Dedi. Ben de bunların arasındaydım. Millet uzun seneler doğrulamayacak kadar yorulmuş. Vatan kendi evladının cenazeleri üstünde geceleri ölüm ve matem terennüm eden baykuşların sesini bile işitemeyecek kadar derin ve hummalı bir uykuya dalmıştı. Mustafa Kemal’in gösterdiği azim ve ümit; bu ölümlü uykuyu def etmek için kafi görülmüyordu. Bu kifayetsizliği, bu imkansızlığı akıl, hesap, mantık ile insaniyetin en az on bin senelik tecrübe ve birikimi ansızın evlada tasdik ve ilan etti. Herkes ve her şey Mustafa Kemal’e, Mustafa Kemal’in elindeki bayrağa; o bayrağın etrafında toplanan üç beş adama ve bu üç beş adamın üstünde çalıştığı topraklara acıyordu. Yalnız akıl, hesap, mantıkla insaniyetin on bin senelik bir araya gelen tecrübe birikimi değil, yorgun ve bezgin halkımızın büyük bir kısmı; bu huruç sahibinin her teşebbüsünü bir hareketi son çırpınış telakki etti. Ve ona düşmanlık hissetmeyenler bile acıdılar.
Asya’nın batısından Akdeniz’in sahillerinden terakki eden ülkeleri tahribe karar vermiş bağnaz Avrupa, kast ve ihanetine kendi ordularından, kendi vesait kahır ve efnasından ziyade hadim ve iştahını alçakça tatmin yolunda her hıyanet-i milliyeyi göstermeye hazır ve düşkün bir Padişah bulmuştu. Bu Padişah, namına icra-ı hilafet ettiği bir Peygamberin şeriatından düşman bayrağına hıfz ve zafer nesheleri astırdı. Ve kırılacak ellerindeki … İslam’ı Yunan ordusunun önünde; arkasında koşturtmak istedi.

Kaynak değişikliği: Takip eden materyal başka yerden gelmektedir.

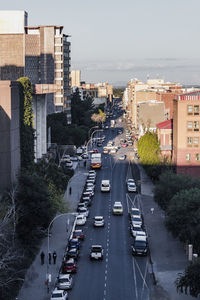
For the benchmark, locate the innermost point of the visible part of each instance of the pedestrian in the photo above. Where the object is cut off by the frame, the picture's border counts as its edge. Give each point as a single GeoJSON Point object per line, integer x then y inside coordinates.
{"type": "Point", "coordinates": [54, 257]}
{"type": "Point", "coordinates": [42, 255]}
{"type": "Point", "coordinates": [49, 257]}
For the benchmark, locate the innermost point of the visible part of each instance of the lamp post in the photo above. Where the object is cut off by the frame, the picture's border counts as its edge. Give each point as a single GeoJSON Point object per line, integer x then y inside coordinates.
{"type": "Point", "coordinates": [48, 248]}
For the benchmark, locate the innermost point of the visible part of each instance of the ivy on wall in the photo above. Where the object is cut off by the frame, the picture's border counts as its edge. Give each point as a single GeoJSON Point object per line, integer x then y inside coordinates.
{"type": "Point", "coordinates": [26, 123]}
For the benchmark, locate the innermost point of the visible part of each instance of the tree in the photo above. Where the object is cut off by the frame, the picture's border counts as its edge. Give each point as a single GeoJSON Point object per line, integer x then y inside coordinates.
{"type": "Point", "coordinates": [149, 149]}
{"type": "Point", "coordinates": [189, 280]}
{"type": "Point", "coordinates": [183, 216]}
{"type": "Point", "coordinates": [170, 184]}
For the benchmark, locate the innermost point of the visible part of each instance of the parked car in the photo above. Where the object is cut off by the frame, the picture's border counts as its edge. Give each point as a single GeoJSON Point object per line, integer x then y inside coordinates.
{"type": "Point", "coordinates": [105, 186]}
{"type": "Point", "coordinates": [140, 246]}
{"type": "Point", "coordinates": [98, 221]}
{"type": "Point", "coordinates": [59, 294]}
{"type": "Point", "coordinates": [78, 234]}
{"type": "Point", "coordinates": [80, 220]}
{"type": "Point", "coordinates": [96, 252]}
{"type": "Point", "coordinates": [117, 208]}
{"type": "Point", "coordinates": [72, 253]}
{"type": "Point", "coordinates": [131, 187]}
{"type": "Point", "coordinates": [64, 282]}
{"type": "Point", "coordinates": [69, 266]}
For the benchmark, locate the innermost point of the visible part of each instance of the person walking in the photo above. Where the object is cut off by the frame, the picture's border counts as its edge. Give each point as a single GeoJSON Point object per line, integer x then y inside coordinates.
{"type": "Point", "coordinates": [49, 257]}
{"type": "Point", "coordinates": [54, 257]}
{"type": "Point", "coordinates": [42, 255]}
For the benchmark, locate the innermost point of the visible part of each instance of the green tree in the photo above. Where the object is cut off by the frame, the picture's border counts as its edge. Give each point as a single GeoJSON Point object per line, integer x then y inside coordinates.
{"type": "Point", "coordinates": [170, 184]}
{"type": "Point", "coordinates": [26, 123]}
{"type": "Point", "coordinates": [188, 282]}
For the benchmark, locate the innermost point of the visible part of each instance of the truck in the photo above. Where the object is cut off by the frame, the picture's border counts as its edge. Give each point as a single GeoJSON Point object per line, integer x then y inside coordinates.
{"type": "Point", "coordinates": [96, 160]}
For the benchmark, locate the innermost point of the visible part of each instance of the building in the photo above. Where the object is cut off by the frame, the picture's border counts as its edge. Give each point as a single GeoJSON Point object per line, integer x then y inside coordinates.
{"type": "Point", "coordinates": [164, 132]}
{"type": "Point", "coordinates": [186, 137]}
{"type": "Point", "coordinates": [149, 113]}
{"type": "Point", "coordinates": [41, 53]}
{"type": "Point", "coordinates": [10, 161]}
{"type": "Point", "coordinates": [75, 78]}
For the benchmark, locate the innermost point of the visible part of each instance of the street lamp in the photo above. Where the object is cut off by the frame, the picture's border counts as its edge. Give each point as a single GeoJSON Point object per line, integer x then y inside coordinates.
{"type": "Point", "coordinates": [48, 248]}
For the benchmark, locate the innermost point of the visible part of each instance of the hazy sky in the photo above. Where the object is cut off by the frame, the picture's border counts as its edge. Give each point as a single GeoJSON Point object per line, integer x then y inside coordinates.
{"type": "Point", "coordinates": [116, 40]}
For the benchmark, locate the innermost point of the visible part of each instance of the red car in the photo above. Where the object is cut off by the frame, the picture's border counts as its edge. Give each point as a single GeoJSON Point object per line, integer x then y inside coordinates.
{"type": "Point", "coordinates": [69, 266]}
{"type": "Point", "coordinates": [78, 234]}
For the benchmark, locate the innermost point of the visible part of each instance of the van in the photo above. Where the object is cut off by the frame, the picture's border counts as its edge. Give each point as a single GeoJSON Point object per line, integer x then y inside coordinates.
{"type": "Point", "coordinates": [105, 185]}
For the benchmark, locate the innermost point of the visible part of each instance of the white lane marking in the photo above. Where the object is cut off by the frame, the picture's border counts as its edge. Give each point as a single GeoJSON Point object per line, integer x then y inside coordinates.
{"type": "Point", "coordinates": [134, 273]}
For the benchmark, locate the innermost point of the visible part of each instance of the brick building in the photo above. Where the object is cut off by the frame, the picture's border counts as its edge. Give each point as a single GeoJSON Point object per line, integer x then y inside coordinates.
{"type": "Point", "coordinates": [186, 136]}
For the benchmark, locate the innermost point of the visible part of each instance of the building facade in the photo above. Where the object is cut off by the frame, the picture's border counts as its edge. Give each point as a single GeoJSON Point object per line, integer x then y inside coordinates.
{"type": "Point", "coordinates": [186, 133]}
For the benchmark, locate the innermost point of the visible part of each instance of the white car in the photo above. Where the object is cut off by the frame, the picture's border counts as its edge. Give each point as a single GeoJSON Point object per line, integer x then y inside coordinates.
{"type": "Point", "coordinates": [59, 294]}
{"type": "Point", "coordinates": [117, 208]}
{"type": "Point", "coordinates": [98, 221]}
{"type": "Point", "coordinates": [65, 281]}
{"type": "Point", "coordinates": [105, 185]}
{"type": "Point", "coordinates": [131, 186]}
{"type": "Point", "coordinates": [80, 220]}
{"type": "Point", "coordinates": [84, 211]}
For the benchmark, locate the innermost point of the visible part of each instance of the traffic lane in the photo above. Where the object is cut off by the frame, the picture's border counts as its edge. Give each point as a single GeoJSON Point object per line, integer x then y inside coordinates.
{"type": "Point", "coordinates": [89, 281]}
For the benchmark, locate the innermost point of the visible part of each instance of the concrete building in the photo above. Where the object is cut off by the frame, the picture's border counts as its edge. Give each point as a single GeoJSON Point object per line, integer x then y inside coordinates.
{"type": "Point", "coordinates": [149, 113]}
{"type": "Point", "coordinates": [75, 78]}
{"type": "Point", "coordinates": [41, 53]}
{"type": "Point", "coordinates": [164, 132]}
{"type": "Point", "coordinates": [9, 133]}
{"type": "Point", "coordinates": [186, 137]}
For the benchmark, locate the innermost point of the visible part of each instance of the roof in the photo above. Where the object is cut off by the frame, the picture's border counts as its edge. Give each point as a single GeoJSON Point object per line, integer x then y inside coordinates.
{"type": "Point", "coordinates": [165, 125]}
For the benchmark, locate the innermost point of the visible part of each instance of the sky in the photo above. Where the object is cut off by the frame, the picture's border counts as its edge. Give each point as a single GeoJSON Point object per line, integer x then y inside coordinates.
{"type": "Point", "coordinates": [116, 40]}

Padişah Vahdettin Mustafa Kemal’in Kral Konstantin’den fazla düşmanıydı. Mustafa Kemal Paşa’yı Kral Konstantin esir etseydi, belki büyük bir vatanperverin müstahak olduğu her hürmet ve ikramı gösterir ve ona kılıcını iade eder, fakat Padişah Vahdettin’in eline geçse idi. Onu muhakkak kurşuna dizdirirdi. Allah’tan cihat emrini telakki eden bir peygamberin o sahte halifesi, Nemrut Mustafa Divan-ı Harbi’nden çıkarmış idam hükmüne; cihat ayetinden fazla kutsiyet atfetmiş ve iman bağlamıştı. İşte Mustafa Kemal Paşa; asilikten gaziliğe, gazilikten Büyük Kurtarıcılığa tahtı tarihine ufaktan vesaitle bu mahşer mevani karşısında savud ve cülus etti. Mustafa Kemal ismini tarih-i İslam en yüksek sayfasına Hazreti Peygamberin adından sonraki ilk satırlara kayd ile müebbeden tebcil edecektir.
Bugün Büyük Kurtarıcıya minnet sunuyoruz, ruhu şad olsun.